Pricing carbon risks a greater challenge for listed securities

The biggest challenge ahead for investors in publicly listed securities is properly pricing in carbon-related risks for portfolios of buildings at an individual stock level, said Andrea Palmer, responsible investment lead at PGGM.

Speaking to Real Asset Insight at the recent ULI European conference she explained that the public markets operate differently, and sometimes irrationally, compared to private markets, so while carbon risks are on everybody’s mind it is a particular difficult area for public markets.

She said that in the US some investors “from the other side of the aisle” are not just asking about sustainability measures, are perhaps asking for a list of every instance of investing in buildings that go beyond minimum standards with justifications.

“Portfolio managers are feeling this dance between decarbonised and the strict, old-fashioned interpretation of fiduciary duty,” Palmer said.

She explained that in relation to New York’s local law 97 – the most stringent in terms of carbon pricing in the US – PGGM undertook a cash flow analysis in order to price the move from current carbon performance to expected carbon performance and price that in to net operating income (NOI) to calibrate the risk to companies’ bottom line.

“That has both answered questions and created more questions,” Palmer said. The analysis was important, not only to understand the regulatory impact, but also the market impact

“If regulation only has marginal effects on the NOI outcomes, what about the market impact, what are tenants willing to do and how are they going to be part of this story?”

PGGM undertook a survey of about 500 corporate office occupiers in New York City to understand whether this bifurcation is real and whether tenants are willing to pay.

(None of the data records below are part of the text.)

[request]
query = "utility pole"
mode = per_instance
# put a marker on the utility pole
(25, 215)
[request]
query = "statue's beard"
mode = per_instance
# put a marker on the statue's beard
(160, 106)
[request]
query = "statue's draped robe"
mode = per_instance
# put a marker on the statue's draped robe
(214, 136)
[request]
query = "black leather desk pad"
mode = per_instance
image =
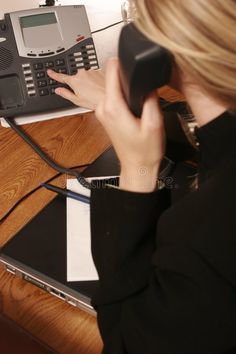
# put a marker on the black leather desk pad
(41, 244)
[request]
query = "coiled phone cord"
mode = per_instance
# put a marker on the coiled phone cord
(44, 156)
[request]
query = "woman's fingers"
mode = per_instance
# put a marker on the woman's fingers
(113, 86)
(62, 78)
(67, 94)
(152, 116)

“We heard a lot of different outcomes, but the trend and the theme is – ‘yes they’re willing to pay for it, and they’re willing to pay quite a premium for it’,” she said.

“What we wanted to do was take our own accountability very serious and our accountability comes from where we place our assets. We decided by 2025, 60% of our assets under management for real estate, both public and private, need to be in companies and funds that set a science-based target.”

By 2030 the 60% target will rise to 100% and will be enshrined in the company’s mandate documentation making it a minimum eligibility criterion for providing capital for investments.

“We hope that starts to really stimulate the change that we’re looking for because what we’re asking is very concrete.”